Worked my arse off at school
Worked my arse off at uni (nobody else in my family has been and I was taken the piss out of for it)
Worked my arse off in internships
I'm lucky I've always had a determination, drive and self belief to push and push and push. But this was created during foster care and a genuine desire to never have to be in the situation again.
When I had enough experience and contacts I set up my own business.
I am so pissed off some of my privately educated friends have said I've been "lucky" to meet people I've then been a consultant for.
My business has turned over about £100k a year (which after staff wages and tax is the same wage as I'd get in an agency.) I haven't been lucky, I've worked my arse off and spoken to everyone in every room in every situation, been personable, professional and had good ideas. I've worked 12/14 hours a day and gone above and beyond.
I then had a car crash, brain damage and had to stop working for 18 months and coming back now.
I look back and am so proud of myself for relentlessly grafting for every penny I had before the crash. I recognise I was lucky that somehow Ive always had drive and quite clever but I still don't know if that was something I was born with or a result of a really fucking tough start.

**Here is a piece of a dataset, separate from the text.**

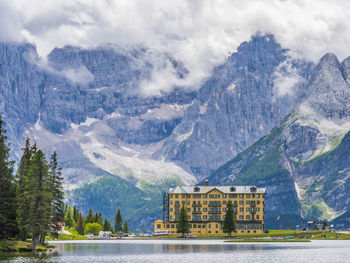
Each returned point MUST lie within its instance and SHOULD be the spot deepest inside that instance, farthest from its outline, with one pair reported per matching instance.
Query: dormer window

It's hard because I don't know how else to encourage people other than sacrifice your social life and work life balance, graft graft graft and be able to sell yourself. Because that's what I've done but I know it isn't something everyone can do.
Yet I still have my working class chip on my shoulder and am jealous people with double barrelled names and family homes in London with no rent to pay. I'm open about the fact I need to work on my jealousy because it isn't fair of me! I want my kids to have that, but I also know I want them to recognise they are lucky to have it.
As I say though, no matter where you get to it can all fall down. And being comfortable financially is about making sacrifices you need to make to get where you want to be.
I have only ever really wanted to be a mum, so the reason I've worked so hard and sacrificed a lot is that I want my kids to not have to, to the same extend as I have.
I know I'm totally muddled in my thinking but just sharing my experience!